ひょんなことから出会って共に酒を呑む仲がここ数年続いているから未明が勝手にそう思っているだけで、先方はこちらのことを友人と思っているのかどうかもわからぬ。
かなり妙な男なのだ。
「秋の日は釣瓶(つるべ)落とし」とは言い得て妙で、城を出た頃には明るかったのに、ほの青い宵闇が混じりつつある。
湯島の友人の住まう屋敷に行きついて腰の大小をはずし、その戸を開けて「御免」と声をかけてしばらく、 奥から家主が姿を現した。
「……誰かと思えば未明じゃねぇか」
面白くもなげにそう言いながら懐手(ふところで)で顎を撫でている姿が、 まるで芝居役者のようである。
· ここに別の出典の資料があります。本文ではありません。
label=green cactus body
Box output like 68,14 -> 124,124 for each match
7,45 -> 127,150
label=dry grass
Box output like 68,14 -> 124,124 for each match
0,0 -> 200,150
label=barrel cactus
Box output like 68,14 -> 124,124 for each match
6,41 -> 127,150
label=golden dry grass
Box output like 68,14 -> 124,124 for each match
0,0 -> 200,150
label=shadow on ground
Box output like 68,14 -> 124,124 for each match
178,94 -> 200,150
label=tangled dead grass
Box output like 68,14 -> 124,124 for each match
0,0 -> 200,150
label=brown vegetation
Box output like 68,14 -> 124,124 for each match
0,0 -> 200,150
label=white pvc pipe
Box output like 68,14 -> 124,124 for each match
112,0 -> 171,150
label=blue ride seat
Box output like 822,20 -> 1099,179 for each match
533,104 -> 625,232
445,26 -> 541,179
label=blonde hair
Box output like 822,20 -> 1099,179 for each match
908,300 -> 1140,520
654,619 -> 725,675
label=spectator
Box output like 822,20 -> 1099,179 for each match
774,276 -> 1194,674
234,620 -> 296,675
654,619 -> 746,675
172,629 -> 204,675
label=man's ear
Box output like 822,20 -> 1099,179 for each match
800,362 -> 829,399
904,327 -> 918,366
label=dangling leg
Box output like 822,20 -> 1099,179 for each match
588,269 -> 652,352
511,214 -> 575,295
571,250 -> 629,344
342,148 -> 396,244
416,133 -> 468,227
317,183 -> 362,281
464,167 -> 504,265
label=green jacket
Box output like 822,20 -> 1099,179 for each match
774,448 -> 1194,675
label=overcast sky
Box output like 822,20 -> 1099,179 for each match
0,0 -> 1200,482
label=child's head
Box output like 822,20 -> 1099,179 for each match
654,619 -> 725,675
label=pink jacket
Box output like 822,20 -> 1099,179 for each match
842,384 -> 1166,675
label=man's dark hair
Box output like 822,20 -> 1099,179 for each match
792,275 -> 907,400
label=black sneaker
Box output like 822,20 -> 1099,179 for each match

顔貌(がんぼう)は端整にして鋭く、研がれた鑿(のみ)の如し。冷たい三白眼でこちらを見やるその仕草ひとつで、いすくめられる思いがする。
物事を世のなか通りには信じぬ鈍色の光がその眼差しに満ちている。がしかし、女たちはその目配りから色気を感じるらしく、贔屓が引きもきらぬ。少しこけた頬の虚弱な印象も艶となっているらしい。
背の高い痩身を折り曲げながらも、どこか一本筋が通っている立ち姿。齢は弱冠二十と少しにもかかわらず、その佇まいに隙なし。裏返した羽織をぞろりと肩にひっかけたその異装。
血しぶきを浴びたような羽裏模様ばかりがやたらと派手。それでいて風体は荒れておらず、微に入り細をうがち丁寧に行き届いている。